The following article by Essential Edge French-language editor, Daniel Wermus, explores the role of the internet – and journalism.

En 2003 et 2005, le Sommet mondial sur la société de l’information (SMSI) donnait l’élan aux technologies numériques, en laissant au second plan les contenus et la liberté d’expression. A l’époque, les journalistes n’étaient guère montés au front.

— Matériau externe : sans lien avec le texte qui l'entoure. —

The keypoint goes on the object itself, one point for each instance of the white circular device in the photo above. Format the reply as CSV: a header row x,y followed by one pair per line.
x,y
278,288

Aujourd’hui Genève veut se profiler comme capitale mondiale d’internet. Elle abrite déjà l’UIT, le CERN (où est né le worldwide web), l’Internet Society et un bébé du SMSI, l’Internet Governance Forum. Ne manque que l’ICANN, organisme californien chargé d’attribuer les noms de domaine. Accusés d’hégémonie, les Etats-Unis semblent prêts à couper le cordon ombilical, et la Suisse œuvre déjà en coulisses pour le récupérer fin 2015.

En attendant, Berne lance ce printemps la Geneva Internet Platform (GIP), confiée à Jovan Kurbalja, un sémillant Serbe qui dirige depuis 2002 un centre de formation de diplomates aux e-technologies, la Diplo Foundation. La plateforme accueille tous les acteurs intéressés: ONU, société civile, entreprises, gouvernements. Et tous les problèmes posés par le web: cybersurveillance, terrorisme, droits d’auteurs, universalité, droits de l’homme, libertés et leurs limites, appétits de l’industrie. Et toutes les opportunités: e-diplomatie, e-conférences, interaction entre acteurs confinés dans leurs silos, data-mining(outils d’exploration de données sur tous les enjeux traités à Genève, y compris les obstacles et les divergences)

GIP se veut un «système inclusif et responsable» selon un de ses parrains, le patron de l’Ofcom Philipp Metzger. Tous les acteurs pourront y faire entendre leurs besoins et trouver des innovations.

Tous vraiment? A nouveau, les médias sont très peu présents dans ce débat. Va-t-on vers une gouvernance de l’information numérique sans les professionnels de l’information?

GIP recense des dizaines de parties prenantes. Mais aucune du monde médiatique. Pourtant la porte est largement ouverte, assure Kurbalja. Qui veut entrer?

Un pôle de compétence pour gérer internet est bienvenu. Mais internet ne remplace pas le journalisme, levain aujourd’hui négligé d’une société éclairée. Or Genève internationale, qui est un poste de pilotage de l’humanité, ne sait toujours pas se faire comprendre. Il faut d’urgence réinventer la narration des défis mondiaux si on veut que les Terriens se mobilisent pour les résoudre à temps.

Pour cela, Genève a aussi besoin d’un pôle de compétence médiatique.